Ritter pledges to pay special attention to Western Slope

Western Slopers are still demanding appeasement for Bill Ritter's Front Range-centric cabinet appointments. (See Colorado Confidential and The Grand Junction Sentinel.) Nevermind that Ritter got to make "so few" appointments, according to Republican Rick Enstrom. And nevermind that a majority of applications came from in and around the metro area. And nevermind that the new cabinet has won bipartisan accolades.

Ritter has pledged to pay special attention to the concerns of the Western Slope.
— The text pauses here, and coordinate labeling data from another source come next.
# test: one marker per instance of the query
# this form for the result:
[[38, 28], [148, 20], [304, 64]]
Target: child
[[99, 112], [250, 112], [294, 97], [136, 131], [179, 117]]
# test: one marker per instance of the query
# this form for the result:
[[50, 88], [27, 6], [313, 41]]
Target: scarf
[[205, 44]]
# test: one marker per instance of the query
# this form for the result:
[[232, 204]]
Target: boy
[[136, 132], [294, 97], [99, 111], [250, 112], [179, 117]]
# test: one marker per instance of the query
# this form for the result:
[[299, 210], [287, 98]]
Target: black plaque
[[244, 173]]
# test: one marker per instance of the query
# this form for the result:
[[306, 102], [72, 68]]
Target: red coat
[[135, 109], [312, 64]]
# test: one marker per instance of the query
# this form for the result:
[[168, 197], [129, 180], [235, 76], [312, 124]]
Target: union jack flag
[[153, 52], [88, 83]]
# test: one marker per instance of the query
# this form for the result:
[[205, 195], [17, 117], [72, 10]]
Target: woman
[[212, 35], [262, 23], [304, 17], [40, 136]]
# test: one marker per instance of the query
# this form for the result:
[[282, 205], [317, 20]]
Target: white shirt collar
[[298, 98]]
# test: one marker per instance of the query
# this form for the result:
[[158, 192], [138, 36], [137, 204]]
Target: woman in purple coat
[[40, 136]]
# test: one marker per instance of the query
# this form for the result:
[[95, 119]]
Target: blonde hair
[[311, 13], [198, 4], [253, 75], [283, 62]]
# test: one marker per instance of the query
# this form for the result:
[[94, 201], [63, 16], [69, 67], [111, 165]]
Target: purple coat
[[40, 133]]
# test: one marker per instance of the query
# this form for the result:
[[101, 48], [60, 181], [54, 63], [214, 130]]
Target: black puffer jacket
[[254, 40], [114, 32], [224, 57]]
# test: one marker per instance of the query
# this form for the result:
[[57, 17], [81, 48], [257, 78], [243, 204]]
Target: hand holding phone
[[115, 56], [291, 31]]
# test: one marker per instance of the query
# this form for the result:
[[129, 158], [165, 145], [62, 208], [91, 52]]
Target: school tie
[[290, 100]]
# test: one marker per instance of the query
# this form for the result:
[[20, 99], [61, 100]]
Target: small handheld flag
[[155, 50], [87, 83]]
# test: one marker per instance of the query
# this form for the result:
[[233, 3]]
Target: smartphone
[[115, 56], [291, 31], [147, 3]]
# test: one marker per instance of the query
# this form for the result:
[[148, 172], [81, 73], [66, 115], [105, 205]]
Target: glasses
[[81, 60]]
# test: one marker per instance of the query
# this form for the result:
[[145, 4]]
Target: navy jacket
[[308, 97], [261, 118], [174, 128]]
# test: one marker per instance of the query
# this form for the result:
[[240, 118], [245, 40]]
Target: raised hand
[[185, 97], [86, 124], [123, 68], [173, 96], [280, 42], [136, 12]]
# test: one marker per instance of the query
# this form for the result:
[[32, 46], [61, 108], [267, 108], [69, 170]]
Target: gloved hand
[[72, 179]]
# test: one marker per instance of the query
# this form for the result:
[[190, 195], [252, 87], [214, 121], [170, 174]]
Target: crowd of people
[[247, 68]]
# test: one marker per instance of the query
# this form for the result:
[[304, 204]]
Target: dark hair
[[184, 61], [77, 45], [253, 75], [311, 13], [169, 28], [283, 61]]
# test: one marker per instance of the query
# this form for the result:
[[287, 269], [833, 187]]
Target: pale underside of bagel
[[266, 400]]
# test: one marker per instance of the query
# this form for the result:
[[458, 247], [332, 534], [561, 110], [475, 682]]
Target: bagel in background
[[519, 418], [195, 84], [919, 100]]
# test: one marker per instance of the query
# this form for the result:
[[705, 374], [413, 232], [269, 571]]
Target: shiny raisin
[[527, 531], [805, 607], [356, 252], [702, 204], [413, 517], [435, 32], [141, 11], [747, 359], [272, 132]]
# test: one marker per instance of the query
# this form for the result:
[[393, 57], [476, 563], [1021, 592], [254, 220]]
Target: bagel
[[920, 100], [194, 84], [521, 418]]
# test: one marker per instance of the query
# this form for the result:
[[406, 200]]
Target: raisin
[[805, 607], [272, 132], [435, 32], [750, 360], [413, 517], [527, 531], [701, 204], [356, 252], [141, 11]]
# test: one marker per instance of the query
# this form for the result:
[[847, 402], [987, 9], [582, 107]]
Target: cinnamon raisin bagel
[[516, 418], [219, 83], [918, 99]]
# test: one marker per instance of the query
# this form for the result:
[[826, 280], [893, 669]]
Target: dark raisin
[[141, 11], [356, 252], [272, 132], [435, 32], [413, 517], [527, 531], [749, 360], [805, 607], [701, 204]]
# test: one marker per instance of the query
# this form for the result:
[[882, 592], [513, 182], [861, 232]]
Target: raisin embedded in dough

From the Sentinel:

Ritter, who said he was surprised at the lack of Western Slope candidates who made it through the candidate selection process, said he plans to work with his Cabinet to ensure the western half of the state does not fall off the map. "In the meantime, I will pay attention personally to the issues (the Western Slope) cares the most about..."

Since I crunched these numbers, I'm going to share them. Colorado is home to 4,301,261. A slight majority - 2,224,804 - live in Adams, Arapahoe, Boulder, Denver and Jefferson Counties. Include Colorado's biggest Front Range counties - El Paso, Larimer, Pueblo and Weld - and you add another 1,090,831. Meaning 77% of the state lives in a handful of Front Range counties. Meanwhile, all of Colorado's western-most counties - Delta, Delores, Garfield, Jackson, La Plata, Mesa, Moffat, Montezuma, Montrose, Ouray, Rio Blanco, San Juan and San Miguel - combined have 368,086 residents, or 9% of our state's population.